Train travel isn't cheap, but according to Senator Tom Coburn of Oklahoma, it's also a government-funded boondoggle. Coburn's annual Wastebook 2013 revealed yet another waste of your tax dollars. Read on. With Amtrak planning even more services in future (see video), can taxpayers really afford more waste?
It looks like Amtrak has been railroading the American people.
According to Amtrak’s inspector general, the publicly funded passenger rail service chalked up $72 million in food-service losses alone in FY 2012. As bad as that number may seem, it’s an improvement from previous years’ losses from food service: in 2006, the railroad lost $105.2 million from its dining operations.
Almost all of the losses stemmed from providing meals on long-distance trains. While some shorter rail routes in the heavily trafficked Northeast Corridor actually netted Amtrak a tiny bit of money in the form of food service revenue, 99 percent of its $72 million losses in the food service area occurred on long-distance passenger routes.
After examining the cuisine served on these long-distance routes, it becomes clear why the company is hemorrhaging cash. On Amtrak’s Auto Train, which runs from Virginia to Florida, passengers are offered complimentary wine and cheese.

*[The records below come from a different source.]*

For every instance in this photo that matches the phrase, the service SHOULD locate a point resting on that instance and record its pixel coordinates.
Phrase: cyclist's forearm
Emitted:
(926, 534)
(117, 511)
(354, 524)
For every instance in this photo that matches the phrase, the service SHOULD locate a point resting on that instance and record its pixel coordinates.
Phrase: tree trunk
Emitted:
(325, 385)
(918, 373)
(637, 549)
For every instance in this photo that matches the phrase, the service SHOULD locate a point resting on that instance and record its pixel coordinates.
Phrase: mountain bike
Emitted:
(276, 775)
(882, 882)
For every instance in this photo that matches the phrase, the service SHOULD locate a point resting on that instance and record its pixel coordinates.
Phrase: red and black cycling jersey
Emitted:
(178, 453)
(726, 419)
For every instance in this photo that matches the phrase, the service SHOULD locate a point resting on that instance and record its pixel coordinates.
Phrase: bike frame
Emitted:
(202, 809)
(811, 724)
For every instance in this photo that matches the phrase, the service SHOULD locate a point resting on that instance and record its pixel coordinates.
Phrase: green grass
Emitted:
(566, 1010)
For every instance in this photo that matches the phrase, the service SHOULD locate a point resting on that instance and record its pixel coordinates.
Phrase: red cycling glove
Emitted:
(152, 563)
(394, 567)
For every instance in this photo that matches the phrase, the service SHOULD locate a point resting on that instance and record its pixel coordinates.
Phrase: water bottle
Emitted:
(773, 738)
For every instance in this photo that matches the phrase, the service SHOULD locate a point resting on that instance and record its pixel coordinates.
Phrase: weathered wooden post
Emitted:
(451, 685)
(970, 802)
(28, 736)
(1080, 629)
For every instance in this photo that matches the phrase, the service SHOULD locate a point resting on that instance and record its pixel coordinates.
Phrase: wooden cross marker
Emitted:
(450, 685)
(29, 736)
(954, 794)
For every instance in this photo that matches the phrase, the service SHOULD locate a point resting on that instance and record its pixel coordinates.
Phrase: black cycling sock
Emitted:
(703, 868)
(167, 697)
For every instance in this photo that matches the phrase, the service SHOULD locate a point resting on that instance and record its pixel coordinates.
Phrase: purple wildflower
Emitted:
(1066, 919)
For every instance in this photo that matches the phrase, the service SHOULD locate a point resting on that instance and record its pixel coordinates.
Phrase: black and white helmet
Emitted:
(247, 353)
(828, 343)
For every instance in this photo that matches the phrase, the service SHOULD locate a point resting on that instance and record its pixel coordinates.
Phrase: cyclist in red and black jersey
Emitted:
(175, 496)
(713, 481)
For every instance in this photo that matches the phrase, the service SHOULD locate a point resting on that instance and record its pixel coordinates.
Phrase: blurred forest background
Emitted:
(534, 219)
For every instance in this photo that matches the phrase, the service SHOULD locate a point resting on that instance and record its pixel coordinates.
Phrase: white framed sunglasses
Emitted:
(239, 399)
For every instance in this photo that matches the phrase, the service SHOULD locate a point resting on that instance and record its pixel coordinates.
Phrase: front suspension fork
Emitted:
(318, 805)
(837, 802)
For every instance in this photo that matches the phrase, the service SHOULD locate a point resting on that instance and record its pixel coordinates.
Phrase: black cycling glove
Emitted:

The Auto Train is not unique: three other long-distance routes provide free wine and champagne to sleeper-car passengers, which all together cost Amtrak $428,000 in 2012.
After complimentary cocktails, passengers on long distance routes can find the following dishes awaiting them in the dining car. On the 43-hour Chicago-Los Angeles Southwest Chief, travelers can enjoy a $23.25 Mahi-Mahi dinner accompanied by a vegetable medley and three-grain rice pilaf.
Aren’t things are getting better if the food service losses dropped from $105.2 million in 2006 to $72 million in 2012?
No. Apparently, Amtrak has not just been cooking up expensive meals. It has also been cooking the books.
It turns out Amtrak’s boost in food and beverage finances are the result of transferring revenue from ticket sales into food service accounts.
According to House Oversight and Government Reform Committee member John Mica, without accounting gimmicks taken into account, Amtrak’s food service losses “now approach $1 billion.”
Amtrak’s food services losses have cost taxpayers nearly $1 billion. When will it end?